The Civil War undermined the economic life of innumerable families. Economic chaos and hyperinflation brought huge changes in family economies, especially in the cities and towns. Inflation was, for most Chinese urban populations, how the war was experienced from day to day. It caused generalized, acute anxiety. Incomes never kept pace with prices. The tension created by the inability of a husband’s earning a salary or a wage to support his dependents was enormous. Families were forced to be hardhearted, in terms of how many members  a single unit could support; in times of chronic insecurity, the number of mouths eligible for support had to be reduced. The key question was who was going to be given priority. The answer was often cutting out members of the extended family, including siblings and the elderly, in favor of the immediate, nuclear family, parents and children.

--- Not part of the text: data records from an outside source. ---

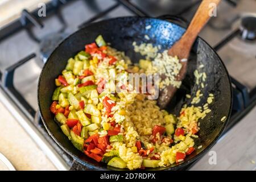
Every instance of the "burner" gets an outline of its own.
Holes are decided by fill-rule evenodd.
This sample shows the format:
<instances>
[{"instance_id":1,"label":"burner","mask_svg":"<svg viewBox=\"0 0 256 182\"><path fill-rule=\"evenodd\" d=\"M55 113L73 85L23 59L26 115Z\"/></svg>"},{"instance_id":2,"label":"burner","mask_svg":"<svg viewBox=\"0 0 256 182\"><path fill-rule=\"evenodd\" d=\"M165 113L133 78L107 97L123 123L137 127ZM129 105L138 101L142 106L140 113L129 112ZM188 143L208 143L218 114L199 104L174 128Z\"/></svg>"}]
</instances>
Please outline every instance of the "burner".
<instances>
[{"instance_id":1,"label":"burner","mask_svg":"<svg viewBox=\"0 0 256 182\"><path fill-rule=\"evenodd\" d=\"M243 40L256 40L256 14L242 18L240 30Z\"/></svg>"},{"instance_id":2,"label":"burner","mask_svg":"<svg viewBox=\"0 0 256 182\"><path fill-rule=\"evenodd\" d=\"M63 40L67 34L65 33L50 34L43 38L40 43L40 58L43 63L46 63L56 47Z\"/></svg>"}]
</instances>

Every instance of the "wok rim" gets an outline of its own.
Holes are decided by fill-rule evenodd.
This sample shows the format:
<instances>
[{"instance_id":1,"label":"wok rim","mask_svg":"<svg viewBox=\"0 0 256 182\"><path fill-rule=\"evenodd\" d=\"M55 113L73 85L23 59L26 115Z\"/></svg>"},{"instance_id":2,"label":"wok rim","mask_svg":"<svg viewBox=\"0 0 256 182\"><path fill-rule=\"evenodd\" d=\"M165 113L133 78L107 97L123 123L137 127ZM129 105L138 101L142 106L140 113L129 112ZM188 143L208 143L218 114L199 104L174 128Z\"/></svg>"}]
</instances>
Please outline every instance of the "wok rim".
<instances>
[{"instance_id":1,"label":"wok rim","mask_svg":"<svg viewBox=\"0 0 256 182\"><path fill-rule=\"evenodd\" d=\"M38 100L38 109L39 111L39 114L40 114L40 117L41 118L41 119L42 119L43 125L45 127L45 128L46 129L48 134L52 137L52 138L53 139L53 140L58 144L58 146L62 149L65 152L67 152L68 155L69 155L73 159L73 163L75 162L79 163L81 164L82 164L83 166L84 166L85 168L89 168L89 169L92 169L92 170L110 170L109 169L108 169L107 167L97 167L97 166L95 166L94 165L93 165L92 163L88 163L87 162L85 162L84 160L82 160L82 159L80 159L77 156L76 156L76 155L75 155L74 154L73 154L72 152L71 152L69 150L68 150L68 149L65 148L65 147L64 147L62 144L59 142L59 140L54 136L53 134L52 133L52 132L51 131L50 129L48 127L47 124L46 123L46 122L45 121L45 119L42 114L42 111L41 109L41 106L40 106L40 102L39 102L39 95L40 95L40 92L39 92L39 88L40 88L40 82L41 82L41 78L43 76L43 73L44 72L45 67L46 67L46 65L48 64L48 62L49 61L49 60L50 59L50 58L51 57L52 54L56 51L56 50L63 43L64 43L64 42L66 42L67 40L68 40L68 39L69 39L72 36L74 35L75 34L77 34L78 32L80 31L82 31L84 29L88 27L89 26L94 26L95 24L97 23L100 23L101 22L108 22L109 20L117 20L117 19L125 19L125 18L139 18L139 19L152 19L152 20L160 20L160 21L163 21L163 22L168 22L170 23L172 23L172 24L174 24L180 27L181 27L185 29L185 28L181 27L181 26L175 23L172 23L172 22L170 22L165 20L163 20L159 18L152 18L152 17L147 17L147 16L144 16L144 17L138 17L138 16L121 16L121 17L117 17L117 18L109 18L106 20L101 20L99 22L94 22L94 23L89 23L89 24L88 24L87 26L79 29L78 30L77 30L76 31L75 31L75 32L71 34L71 35L69 35L68 36L67 36L67 38L65 38L61 42L60 42L58 46L57 46L54 49L54 51L52 51L52 52L51 53L51 55L49 56L49 57L47 59L46 62L44 63L40 76L39 76L39 78L38 80L38 88L37 88L37 100ZM229 103L229 112L228 114L228 115L226 116L226 119L225 121L225 123L222 127L222 129L221 129L220 131L219 132L218 134L217 135L217 136L215 137L215 138L213 140L213 141L207 146L205 147L205 149L204 149L201 152L200 152L199 154L197 154L195 156L194 156L193 158L192 158L192 159L188 160L184 160L184 162L182 162L181 163L178 164L177 165L176 165L175 166L172 166L172 167L166 167L166 168L163 169L159 169L158 171L176 171L177 170L180 168L183 168L184 167L185 167L186 166L188 166L189 164L191 164L192 163L194 162L195 161L196 161L196 160L197 160L199 158L202 157L204 155L204 154L205 154L205 152L207 152L207 151L208 151L217 142L217 141L218 140L218 139L220 138L220 137L221 136L221 134L223 133L223 131L225 129L225 128L226 127L229 121L229 119L230 117L230 115L231 115L231 113L232 113L232 104L233 104L233 90L232 90L232 82L231 82L231 79L229 76L229 74L228 73L228 69L226 67L226 66L225 65L224 63L223 63L222 59L221 59L221 57L220 57L220 56L217 53L216 51L203 38L201 38L200 36L197 36L197 39L198 39L199 40L200 39L200 40L203 41L204 43L205 43L206 44L206 45L207 45L209 47L209 48L210 48L210 49L213 51L214 53L217 56L217 57L218 58L219 61L220 61L221 65L222 65L222 66L223 67L223 68L224 68L224 71L226 75L226 76L228 77L228 81L229 81L229 88L230 88L230 103ZM71 166L71 168L72 168ZM150 169L151 169L152 168L150 168ZM154 170L154 168L152 168ZM146 171L146 170L143 170L143 171Z\"/></svg>"}]
</instances>

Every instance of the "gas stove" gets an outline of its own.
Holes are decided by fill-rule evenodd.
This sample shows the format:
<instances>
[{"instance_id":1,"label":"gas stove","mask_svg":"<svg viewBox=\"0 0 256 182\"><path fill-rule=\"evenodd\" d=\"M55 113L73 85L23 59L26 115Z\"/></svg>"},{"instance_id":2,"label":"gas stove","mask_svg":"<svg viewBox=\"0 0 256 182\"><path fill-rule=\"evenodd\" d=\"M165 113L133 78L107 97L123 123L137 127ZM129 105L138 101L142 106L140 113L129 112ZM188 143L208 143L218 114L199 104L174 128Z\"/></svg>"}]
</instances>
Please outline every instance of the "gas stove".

The status of women, which shifted during the Resistance War as  women had had to take greater  family responsibilities, continued to change during the Civil War,. The deaths of soldiers and the loss of men taken away as forced labor or as military conscripts deprived families of their income, and forced more women to work outside the family. This might be industrial work in the big cities or entrepreneurship. For many women the wars brought a form of emancipation, which, although not always voluntary, was real. They had to make decisions for themselves, to look out for their own opportunities, even to abandon a husband in favor of a man who was better able to support them [or make do as a widow or single woman].

Neither side in the war had a strong handle on the chaotic process of social change under way in the Civil War. There was nothing in the GMD’s policies that spoke to social issues. And though social revolution was very much part of the CCP’s long-term vision of revolution, many of the wartime changes were beyond its plans. . . .

What can be said about the Civil War is that it brought out, to its utmost, the capacity for endurance of the Chinese people. It forced them to demonstrate their courage and resilience. Battered by the waves of upheaval and destruction that the Civil War brought, the Chinese people showed an extraordinary ability to transcend the trauma of war. Nevertheless the war left deep anguish, often unspoken. Resilience is often achieved by not  facing the past but by burying it and ignoring the agonies of the past. In China’s modern history there are two periods in the lives of individuals and families that are often passed over in silence: the Civil War and the Cultural Revolution.